Uploaded image for project: 'Confluence Data Center'
  1. Confluence Data Center
  2. CONFSERVER-29033

Email sending stops due to mail job hanging in sendMessage()

    XMLWordPrintable

Details

    Description

      Mail periodically stops being sent, coinciding with a loss of connection between the Confluence server and the mail server. The emails back up in the Mail Queue, not the Error Queue, and can not be sent. The emails are subsequently lost when the server is restarted.

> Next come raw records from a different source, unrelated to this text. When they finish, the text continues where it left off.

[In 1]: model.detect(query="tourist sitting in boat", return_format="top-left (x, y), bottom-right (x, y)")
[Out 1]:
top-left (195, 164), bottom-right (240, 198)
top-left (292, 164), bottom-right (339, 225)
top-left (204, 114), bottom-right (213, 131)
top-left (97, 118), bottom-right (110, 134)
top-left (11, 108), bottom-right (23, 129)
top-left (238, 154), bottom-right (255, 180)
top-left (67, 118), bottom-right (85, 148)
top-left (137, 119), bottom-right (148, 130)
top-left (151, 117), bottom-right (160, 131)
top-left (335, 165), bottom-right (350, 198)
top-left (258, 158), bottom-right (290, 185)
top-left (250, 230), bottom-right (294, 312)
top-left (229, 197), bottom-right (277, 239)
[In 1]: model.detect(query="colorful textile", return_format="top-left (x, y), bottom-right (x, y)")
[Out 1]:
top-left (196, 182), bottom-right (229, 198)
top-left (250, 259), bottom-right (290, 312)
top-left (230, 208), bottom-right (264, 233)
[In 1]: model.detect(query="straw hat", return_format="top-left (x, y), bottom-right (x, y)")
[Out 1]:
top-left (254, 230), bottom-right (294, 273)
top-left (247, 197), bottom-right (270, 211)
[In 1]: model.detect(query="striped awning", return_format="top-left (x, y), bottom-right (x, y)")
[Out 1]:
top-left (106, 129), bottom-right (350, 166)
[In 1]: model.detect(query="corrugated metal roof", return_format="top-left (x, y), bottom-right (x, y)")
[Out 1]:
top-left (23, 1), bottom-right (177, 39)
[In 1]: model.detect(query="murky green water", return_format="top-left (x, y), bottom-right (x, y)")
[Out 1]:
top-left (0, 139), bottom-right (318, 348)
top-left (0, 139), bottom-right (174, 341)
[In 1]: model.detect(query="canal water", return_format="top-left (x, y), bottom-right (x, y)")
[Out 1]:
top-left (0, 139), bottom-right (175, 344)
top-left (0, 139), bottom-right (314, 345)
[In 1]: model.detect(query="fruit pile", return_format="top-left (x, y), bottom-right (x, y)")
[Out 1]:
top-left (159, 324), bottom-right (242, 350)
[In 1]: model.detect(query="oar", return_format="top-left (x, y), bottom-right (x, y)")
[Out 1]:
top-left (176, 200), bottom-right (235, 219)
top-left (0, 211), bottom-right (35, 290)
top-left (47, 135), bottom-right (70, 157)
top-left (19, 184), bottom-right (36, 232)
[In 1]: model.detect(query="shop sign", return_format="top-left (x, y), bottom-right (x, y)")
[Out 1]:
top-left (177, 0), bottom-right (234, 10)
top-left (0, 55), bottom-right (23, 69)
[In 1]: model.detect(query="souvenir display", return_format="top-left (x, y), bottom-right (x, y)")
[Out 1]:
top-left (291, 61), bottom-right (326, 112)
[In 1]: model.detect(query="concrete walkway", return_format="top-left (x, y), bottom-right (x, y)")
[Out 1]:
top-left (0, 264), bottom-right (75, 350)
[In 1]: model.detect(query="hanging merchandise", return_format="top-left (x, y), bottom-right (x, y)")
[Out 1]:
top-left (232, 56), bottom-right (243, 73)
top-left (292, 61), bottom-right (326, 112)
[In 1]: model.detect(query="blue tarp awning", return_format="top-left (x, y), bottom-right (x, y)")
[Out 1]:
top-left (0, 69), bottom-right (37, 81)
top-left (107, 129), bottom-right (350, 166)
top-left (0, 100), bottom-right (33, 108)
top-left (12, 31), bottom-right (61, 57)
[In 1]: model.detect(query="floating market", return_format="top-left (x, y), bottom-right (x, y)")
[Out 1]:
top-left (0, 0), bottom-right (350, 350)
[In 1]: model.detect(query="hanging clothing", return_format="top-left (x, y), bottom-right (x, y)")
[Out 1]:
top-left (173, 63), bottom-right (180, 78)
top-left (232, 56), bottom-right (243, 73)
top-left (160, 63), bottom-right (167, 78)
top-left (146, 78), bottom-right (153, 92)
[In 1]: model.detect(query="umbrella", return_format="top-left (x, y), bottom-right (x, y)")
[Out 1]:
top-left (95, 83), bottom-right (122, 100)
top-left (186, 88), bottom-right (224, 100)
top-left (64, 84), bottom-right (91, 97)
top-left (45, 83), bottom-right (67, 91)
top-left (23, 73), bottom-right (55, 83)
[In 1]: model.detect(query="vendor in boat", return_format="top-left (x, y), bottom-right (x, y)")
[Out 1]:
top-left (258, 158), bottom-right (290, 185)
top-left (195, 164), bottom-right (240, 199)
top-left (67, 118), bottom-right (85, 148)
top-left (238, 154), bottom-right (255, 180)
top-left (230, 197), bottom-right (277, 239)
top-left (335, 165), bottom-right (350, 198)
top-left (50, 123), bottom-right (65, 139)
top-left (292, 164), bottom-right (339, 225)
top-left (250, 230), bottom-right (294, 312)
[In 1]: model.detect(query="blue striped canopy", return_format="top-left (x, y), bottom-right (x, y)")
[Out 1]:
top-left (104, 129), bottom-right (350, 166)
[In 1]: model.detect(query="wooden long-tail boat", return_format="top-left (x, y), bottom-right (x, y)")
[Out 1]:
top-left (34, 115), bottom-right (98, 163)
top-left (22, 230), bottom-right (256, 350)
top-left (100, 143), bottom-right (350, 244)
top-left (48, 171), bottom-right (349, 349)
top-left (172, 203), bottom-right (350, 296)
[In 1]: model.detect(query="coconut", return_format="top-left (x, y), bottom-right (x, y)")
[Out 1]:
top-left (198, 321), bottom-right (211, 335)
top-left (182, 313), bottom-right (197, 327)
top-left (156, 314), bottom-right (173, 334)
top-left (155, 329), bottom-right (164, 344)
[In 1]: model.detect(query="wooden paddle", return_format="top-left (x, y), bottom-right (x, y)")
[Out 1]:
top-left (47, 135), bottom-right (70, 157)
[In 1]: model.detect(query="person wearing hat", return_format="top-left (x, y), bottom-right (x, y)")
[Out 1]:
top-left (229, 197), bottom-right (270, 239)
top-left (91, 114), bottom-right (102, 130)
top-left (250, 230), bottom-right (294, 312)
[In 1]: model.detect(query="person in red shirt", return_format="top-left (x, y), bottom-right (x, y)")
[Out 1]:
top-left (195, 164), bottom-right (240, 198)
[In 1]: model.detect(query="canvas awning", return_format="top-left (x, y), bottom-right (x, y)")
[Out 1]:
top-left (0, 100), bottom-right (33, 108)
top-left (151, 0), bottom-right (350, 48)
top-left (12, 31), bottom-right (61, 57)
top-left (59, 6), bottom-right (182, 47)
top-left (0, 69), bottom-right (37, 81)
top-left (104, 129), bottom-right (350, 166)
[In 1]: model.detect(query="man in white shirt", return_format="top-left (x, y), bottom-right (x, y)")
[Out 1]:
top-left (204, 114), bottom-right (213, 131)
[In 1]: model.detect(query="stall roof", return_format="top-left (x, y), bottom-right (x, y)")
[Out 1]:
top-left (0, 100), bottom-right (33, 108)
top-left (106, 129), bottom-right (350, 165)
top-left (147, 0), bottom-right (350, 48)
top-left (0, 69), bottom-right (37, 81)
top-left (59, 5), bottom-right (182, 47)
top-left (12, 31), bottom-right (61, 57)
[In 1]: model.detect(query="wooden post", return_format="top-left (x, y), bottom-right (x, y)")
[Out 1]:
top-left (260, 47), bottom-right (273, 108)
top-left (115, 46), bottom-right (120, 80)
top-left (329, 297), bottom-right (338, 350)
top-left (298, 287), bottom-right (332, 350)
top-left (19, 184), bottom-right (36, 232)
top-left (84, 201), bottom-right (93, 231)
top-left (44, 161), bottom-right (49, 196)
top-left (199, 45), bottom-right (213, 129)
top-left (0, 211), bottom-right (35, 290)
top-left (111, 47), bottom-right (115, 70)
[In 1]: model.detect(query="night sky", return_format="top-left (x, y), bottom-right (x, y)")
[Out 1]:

      NB: In this scenario, sending a test email will still work, because it bypasses the mail queue and is sent directly.

      Cause

      Mail stops sending because the mail thread cannot connect to the server, and there is no timeout set. Consequently, the mail thread will continue to hang and mails will not be sent, even when the connection is re-established. Confluence sets the timeout to 0 programatically no matter what is specified in the Resource tag, and a 0 value means the thread will never timeout, and can never recover.

      Diagnosis

      To find out if this issue is affecting you, take a couple of external thread dumps while the problem is occurring, spaced around 1 minute apart. If you see a thread that exists across both dumps which looks similar to the one under 'Symptoms' below, and references this method (or something similar eg SMTPMailServerImpl.connect()), then you are running in to this bug:

      	- locked <0x0000000784505360> (a com.sun.mail.smtp.SMTPTransport)
      	at com.atlassian.mail.server.impl.SMTPMailServerImpl.send(SMTPMailServerImpl.java:166)
      

      If you're unsure of the contents of the thread dump or if you need any help at any stage, feel free to contact Support.

      Workaround 1 - for mail configured directly through the front end of Confluence.

      You will need to add the timeout properties to the database entry directly.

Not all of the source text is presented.